Et pourtant caché. Relisons ce passage du Séminaire x : « Dans le champ de l’appartenance, il y a deux sortes d’objets – ceux qui peuvent se partager et ceux qui ne le peuvent pas. Ceux qui ne le peuvent pas, je les vois quand même courir dans ce domaine du partage avec les autres objets. »(2) Oui, ils sont cachés parmi les objets cotables, devenus multitude dès lors que le marché, allié à la science et à la technique, nous ensevelit sous les lathouses. Des algorithmes tentent de les découvrir en mettant en série nos divers achats d’objets sur Internet. Les algorithmes détecteurs d’objets a ? Moins efficaces dans cette fonction que l’angoisse, le dégoût, l’horreur ou le ravissement.

Cachés et non partageables, quels sont-ils ? Ils constituent moins un catalogue qu’une liste jamais exhaustive, puisque tout objet commun en cache, momentanément, un autre. Ils font plutôt champ, un champ de force, de haute tension. Des collègues ont bien voulu en choisir un qui retenait particulièrement leur attention et une liste s’est constituée de ces rencontres. De cette liste surgit un savoir nouveau.

Mais on identifie aussi ces objets à leurs traces. Ces trajectoires des objets a, vous les trouverez dans les témoignages des Analystes de l’École comme dans les cas cliniques.

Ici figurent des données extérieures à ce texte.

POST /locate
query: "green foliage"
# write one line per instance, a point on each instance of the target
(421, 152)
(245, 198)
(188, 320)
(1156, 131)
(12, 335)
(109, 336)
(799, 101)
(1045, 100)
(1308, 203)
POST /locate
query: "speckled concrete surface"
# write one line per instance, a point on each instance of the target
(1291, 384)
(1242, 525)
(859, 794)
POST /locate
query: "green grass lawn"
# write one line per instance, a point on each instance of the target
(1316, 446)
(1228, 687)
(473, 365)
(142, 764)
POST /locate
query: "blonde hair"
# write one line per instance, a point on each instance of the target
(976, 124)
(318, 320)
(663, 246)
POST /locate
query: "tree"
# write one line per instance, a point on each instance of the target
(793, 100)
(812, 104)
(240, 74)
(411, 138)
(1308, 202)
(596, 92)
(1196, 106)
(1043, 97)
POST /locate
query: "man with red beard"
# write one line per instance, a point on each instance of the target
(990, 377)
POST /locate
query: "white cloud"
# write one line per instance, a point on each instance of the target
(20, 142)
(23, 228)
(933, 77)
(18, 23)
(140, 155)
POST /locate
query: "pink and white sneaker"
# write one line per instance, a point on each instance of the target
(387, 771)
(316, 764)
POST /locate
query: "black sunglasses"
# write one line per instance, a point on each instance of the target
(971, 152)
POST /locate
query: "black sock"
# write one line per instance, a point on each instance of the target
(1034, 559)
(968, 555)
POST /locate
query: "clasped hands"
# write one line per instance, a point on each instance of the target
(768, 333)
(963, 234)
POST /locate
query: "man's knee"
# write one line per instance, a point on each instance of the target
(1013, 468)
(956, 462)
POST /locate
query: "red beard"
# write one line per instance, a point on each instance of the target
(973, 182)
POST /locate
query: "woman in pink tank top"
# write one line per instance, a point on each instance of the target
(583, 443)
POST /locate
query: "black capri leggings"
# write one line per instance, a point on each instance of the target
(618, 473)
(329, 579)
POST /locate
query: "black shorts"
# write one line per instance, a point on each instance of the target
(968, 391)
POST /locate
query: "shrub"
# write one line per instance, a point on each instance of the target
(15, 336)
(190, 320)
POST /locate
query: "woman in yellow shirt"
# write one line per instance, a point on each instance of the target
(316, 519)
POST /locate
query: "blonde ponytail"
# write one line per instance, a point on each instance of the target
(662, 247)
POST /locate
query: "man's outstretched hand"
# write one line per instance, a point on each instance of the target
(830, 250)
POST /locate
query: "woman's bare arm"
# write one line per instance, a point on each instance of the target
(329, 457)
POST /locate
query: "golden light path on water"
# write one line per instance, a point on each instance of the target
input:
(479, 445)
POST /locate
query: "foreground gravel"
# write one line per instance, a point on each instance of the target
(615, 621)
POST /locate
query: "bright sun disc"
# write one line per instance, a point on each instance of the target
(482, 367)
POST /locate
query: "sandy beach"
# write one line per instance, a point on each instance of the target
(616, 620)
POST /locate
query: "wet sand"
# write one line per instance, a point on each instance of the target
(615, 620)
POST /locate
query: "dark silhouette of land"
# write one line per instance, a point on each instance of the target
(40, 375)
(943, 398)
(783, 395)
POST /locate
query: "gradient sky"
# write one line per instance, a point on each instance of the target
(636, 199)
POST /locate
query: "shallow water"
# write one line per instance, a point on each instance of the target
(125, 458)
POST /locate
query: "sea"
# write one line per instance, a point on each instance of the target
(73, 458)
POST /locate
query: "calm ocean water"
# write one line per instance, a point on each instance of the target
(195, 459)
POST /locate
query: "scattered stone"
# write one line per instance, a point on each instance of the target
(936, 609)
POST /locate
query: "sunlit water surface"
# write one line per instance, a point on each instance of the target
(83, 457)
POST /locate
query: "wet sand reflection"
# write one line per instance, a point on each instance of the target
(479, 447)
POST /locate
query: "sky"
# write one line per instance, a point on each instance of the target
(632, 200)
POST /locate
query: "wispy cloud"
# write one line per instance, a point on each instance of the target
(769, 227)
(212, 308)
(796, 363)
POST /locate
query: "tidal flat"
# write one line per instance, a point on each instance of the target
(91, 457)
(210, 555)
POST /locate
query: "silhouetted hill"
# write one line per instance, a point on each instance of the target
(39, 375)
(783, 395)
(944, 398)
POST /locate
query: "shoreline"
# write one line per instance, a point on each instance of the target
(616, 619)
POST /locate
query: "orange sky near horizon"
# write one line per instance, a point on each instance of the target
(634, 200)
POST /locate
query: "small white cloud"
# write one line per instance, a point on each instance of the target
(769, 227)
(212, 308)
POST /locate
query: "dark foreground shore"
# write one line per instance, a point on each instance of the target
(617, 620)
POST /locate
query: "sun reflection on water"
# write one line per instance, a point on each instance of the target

Il fallait cependant le savoir d’un poète pour parler de l’objet, selon une autre modalité. lcd est allée en rencontrer un. Il écrit des chansons, sa langue est, comme le dit Lacan, la langue que parlent les gens. Il la porte à la formule ou à l’épure. Le dernier album de Philippe Katerine, intitulé Le Film, nous a décidé à aller à sa rencontre. Une des chansons s’intitule en effet Les objets. Comme tout artiste, il nous précède dans le champ du savoir inconscient. Comme poète, son rapport à la langue est du côté de l’énonciation. Exemple : « Les objets durent plus longtemps que les gens [proposition universelle affirmative], pas toujours évidemment, pas la boite d’allumettes, pas la cigarette. » Décomplétude de l’ensemble. Jamais les objets ne constitueront un ensemble universel. L’objet est donc en affinité avec le féminin.

La fin, puis le début de ce numéro, maintenant. À Rio, en avril de cette année, l’envoi vers le prochain congrès de l’amp à Barcelone en 2018. À Baltimore, Lacan, en octobre 1966, prononça un exposé en anglais. J.-A. Miller, pour la rubrique « Archives Lacan », a bien voulu en établir le texte à partir d’une nouvelle traduction en français réalisée par les soins de la revue. Un objet a été perdu à Baltimore ! Mais le texte, ainsi établi « d’après Lacan », nous éclaire sur le lien du sujet à l’objet. Jugez-en : « Où est le sujet ? Il est nécessaire de poser le sujet comme un objet perdu. Plus précisément, cet objet perdu est le support du sujet, et souvent c’est quelque chose de bien plus abject qu’il ne vous plairait à considérer. » L’objet est le support du sujet, c’est sa première métamorphose. Ainsi transformé, il se cache dans le déploiement de la parole analysante, circule dans la chaîne des signifiants, dont la matérialité constitue, à proprement parler et en jouant sur l’équivoque, l’objet de la psychanalyse.

En guise de conclusion, une nouveauté et un cadeau. L’équipe de rédaction qui a assuré dix numéros de La Cause du désir permute et vous dit au revoir. Ce fut pour nous tous une aventure et un enseignement. Elle remercie les deux présidentes de l’ecf, Patricia Bosquin-Caroz et Christiane Alberti, pour leur soutien sans faille, et J.-A. Miller, pour ses conseils et sa générosité. Nous terminons par l’entrée de La Cause du désir dans l’ère du numérique et un cadeau à tous nos lecteurs abonnés ! Ils vont désormais, dès ce numéro 94, recevoir la version digitale de la revue, en plus de la revue papier.

Et maintenant, place à la nouvelle équipe, dirigée par Aurélie Pfauwadel, à laquelle nous passons le relai. Nous sommes impatients de lire leur version de la cause du désir…

Marie-Hélène Brousse.
(1) Lacan J., Le Séminaire, livre xix, … ou pire, Paris, Seuil, 2011, p. 116.
(2)Lacan J., Le Séminaire, livre x, L’angoisse, Paris, Seuil, 2004, p. 107.